Saturday, August 14, 2004

Political Tuition: When Politics Raises the Cost of Education

Politicians love talking about America needing a “stable economy.” And it’s true: a stable economy—as in one that rests on a reliable foundation of the rule of law, safety, free-flowing information and other wide sweeping institutions—is an economy where people can confidently build personal and physical infrastructure.

But politicians take it several steps farther, using the mantra of a “stable economy” to justify political action in places where not only the state has no business being, but actually makes the economy less stable. The Des Moines Register reported Thursday that Iowa community colleges are drastically raising tuition because the state budget is strained beyond measure.

It never fails to amaze me when people think that the state is more reliable than the market. Policies and politics lack the autonomy of the market. The federal, state and municipal governments do a great deal (most of it unnecessary and counterproductive) and when one department wants more money, it has to come from somewhere. But changes in allocation aren’t determined by the people, like in a market economy; it’s made by politicians looking to get re-elected and interest group trying to push their version of the truth onto everyone else.

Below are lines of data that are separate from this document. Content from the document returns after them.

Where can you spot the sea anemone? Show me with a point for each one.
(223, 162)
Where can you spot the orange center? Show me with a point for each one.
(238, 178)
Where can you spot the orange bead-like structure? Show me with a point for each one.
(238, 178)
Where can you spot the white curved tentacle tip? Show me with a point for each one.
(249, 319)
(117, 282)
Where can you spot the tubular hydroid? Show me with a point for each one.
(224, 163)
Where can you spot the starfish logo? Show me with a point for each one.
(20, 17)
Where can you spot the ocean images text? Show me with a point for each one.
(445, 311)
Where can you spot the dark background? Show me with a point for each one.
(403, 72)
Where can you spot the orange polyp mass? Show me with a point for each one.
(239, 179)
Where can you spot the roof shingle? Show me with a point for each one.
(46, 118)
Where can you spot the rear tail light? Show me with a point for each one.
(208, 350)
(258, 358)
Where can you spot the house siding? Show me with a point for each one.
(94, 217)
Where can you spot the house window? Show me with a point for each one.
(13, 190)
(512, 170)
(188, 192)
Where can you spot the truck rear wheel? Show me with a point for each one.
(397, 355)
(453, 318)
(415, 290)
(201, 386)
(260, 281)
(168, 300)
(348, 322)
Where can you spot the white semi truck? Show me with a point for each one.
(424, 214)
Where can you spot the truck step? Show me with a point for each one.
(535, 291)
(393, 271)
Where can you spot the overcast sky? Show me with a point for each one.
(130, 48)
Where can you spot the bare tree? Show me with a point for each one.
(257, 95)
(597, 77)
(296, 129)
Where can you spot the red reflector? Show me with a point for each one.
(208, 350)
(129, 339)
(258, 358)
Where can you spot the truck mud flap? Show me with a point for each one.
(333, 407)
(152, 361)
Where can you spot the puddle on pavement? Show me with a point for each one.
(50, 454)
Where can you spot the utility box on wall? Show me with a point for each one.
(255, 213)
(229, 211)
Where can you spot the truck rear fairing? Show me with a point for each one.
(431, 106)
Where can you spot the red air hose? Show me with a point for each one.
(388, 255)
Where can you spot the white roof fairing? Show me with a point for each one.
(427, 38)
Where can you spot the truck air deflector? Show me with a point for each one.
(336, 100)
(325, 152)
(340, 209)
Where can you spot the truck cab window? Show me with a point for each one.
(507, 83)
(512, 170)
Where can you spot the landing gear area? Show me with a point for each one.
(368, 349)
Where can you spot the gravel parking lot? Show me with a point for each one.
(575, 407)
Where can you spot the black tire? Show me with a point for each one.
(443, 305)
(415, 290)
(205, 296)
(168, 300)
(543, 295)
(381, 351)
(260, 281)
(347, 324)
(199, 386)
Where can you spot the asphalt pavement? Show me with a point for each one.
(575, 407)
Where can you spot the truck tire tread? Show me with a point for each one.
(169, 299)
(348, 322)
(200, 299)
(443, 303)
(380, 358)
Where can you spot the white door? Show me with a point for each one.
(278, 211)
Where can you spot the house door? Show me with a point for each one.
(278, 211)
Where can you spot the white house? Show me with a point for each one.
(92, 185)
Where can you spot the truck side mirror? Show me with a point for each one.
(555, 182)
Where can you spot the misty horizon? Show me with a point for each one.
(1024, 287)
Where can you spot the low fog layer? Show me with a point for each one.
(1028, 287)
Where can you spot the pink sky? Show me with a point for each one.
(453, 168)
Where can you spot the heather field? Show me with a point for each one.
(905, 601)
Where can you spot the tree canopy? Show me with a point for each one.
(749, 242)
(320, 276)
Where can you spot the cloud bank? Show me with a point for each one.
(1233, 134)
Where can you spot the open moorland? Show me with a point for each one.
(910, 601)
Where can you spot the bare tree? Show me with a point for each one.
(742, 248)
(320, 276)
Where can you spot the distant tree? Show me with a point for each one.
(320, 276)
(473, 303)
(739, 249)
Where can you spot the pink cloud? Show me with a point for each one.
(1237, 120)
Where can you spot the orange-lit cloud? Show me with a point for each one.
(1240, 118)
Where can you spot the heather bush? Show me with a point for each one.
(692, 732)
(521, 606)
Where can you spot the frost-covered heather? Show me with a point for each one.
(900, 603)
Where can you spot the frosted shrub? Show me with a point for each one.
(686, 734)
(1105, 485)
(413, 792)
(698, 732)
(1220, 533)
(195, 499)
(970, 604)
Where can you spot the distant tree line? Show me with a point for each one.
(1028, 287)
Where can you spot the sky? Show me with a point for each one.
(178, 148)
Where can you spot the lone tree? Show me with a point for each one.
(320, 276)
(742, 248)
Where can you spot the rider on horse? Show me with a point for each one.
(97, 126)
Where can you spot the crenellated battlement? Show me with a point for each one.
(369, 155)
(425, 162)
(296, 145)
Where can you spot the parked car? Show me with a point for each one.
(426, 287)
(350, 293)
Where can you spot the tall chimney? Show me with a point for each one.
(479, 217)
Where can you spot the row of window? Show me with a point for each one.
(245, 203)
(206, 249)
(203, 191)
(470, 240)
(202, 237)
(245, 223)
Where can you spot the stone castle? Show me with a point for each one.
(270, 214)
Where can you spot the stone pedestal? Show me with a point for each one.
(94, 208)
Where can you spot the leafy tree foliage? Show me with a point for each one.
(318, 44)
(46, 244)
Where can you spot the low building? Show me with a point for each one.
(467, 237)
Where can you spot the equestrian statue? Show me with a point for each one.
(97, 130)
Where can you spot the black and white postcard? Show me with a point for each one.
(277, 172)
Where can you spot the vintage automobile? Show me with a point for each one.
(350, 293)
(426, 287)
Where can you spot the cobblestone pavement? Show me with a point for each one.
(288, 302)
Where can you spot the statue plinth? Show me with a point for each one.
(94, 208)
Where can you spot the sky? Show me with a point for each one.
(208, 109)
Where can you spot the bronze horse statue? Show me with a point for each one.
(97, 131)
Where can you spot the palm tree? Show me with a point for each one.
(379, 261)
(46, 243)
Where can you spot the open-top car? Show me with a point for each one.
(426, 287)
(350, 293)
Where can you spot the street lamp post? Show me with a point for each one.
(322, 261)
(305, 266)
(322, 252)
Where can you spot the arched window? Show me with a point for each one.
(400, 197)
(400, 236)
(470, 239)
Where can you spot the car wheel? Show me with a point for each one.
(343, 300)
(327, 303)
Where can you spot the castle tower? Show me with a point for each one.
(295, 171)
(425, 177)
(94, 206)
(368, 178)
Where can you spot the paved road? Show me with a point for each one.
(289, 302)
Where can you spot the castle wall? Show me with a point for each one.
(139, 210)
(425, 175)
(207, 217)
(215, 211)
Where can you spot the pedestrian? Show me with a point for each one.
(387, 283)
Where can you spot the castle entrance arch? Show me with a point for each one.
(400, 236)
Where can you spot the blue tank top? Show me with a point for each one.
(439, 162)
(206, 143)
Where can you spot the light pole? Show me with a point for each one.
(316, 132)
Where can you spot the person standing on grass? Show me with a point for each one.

All educational institutions raise their tuition, but these are based on real economic factors, not the whims and sudden shifts in the political landscape. When a bureaucracy is put in place, it’s participants are the only ones that are a position to properly assess its effectiveness. And like a private monopoly, they lack the incentive to change or to acknowledge their shortcomings. Gene Garner, executive director of the Iowa Association of Community College Trustees, cites low residential taxes, not political realities, as the source of the budget woes. No one should be surprised he likes “stability.”

1 comment:

M said...

Godwin's Law rears its ugly head. Did you write that, Ron?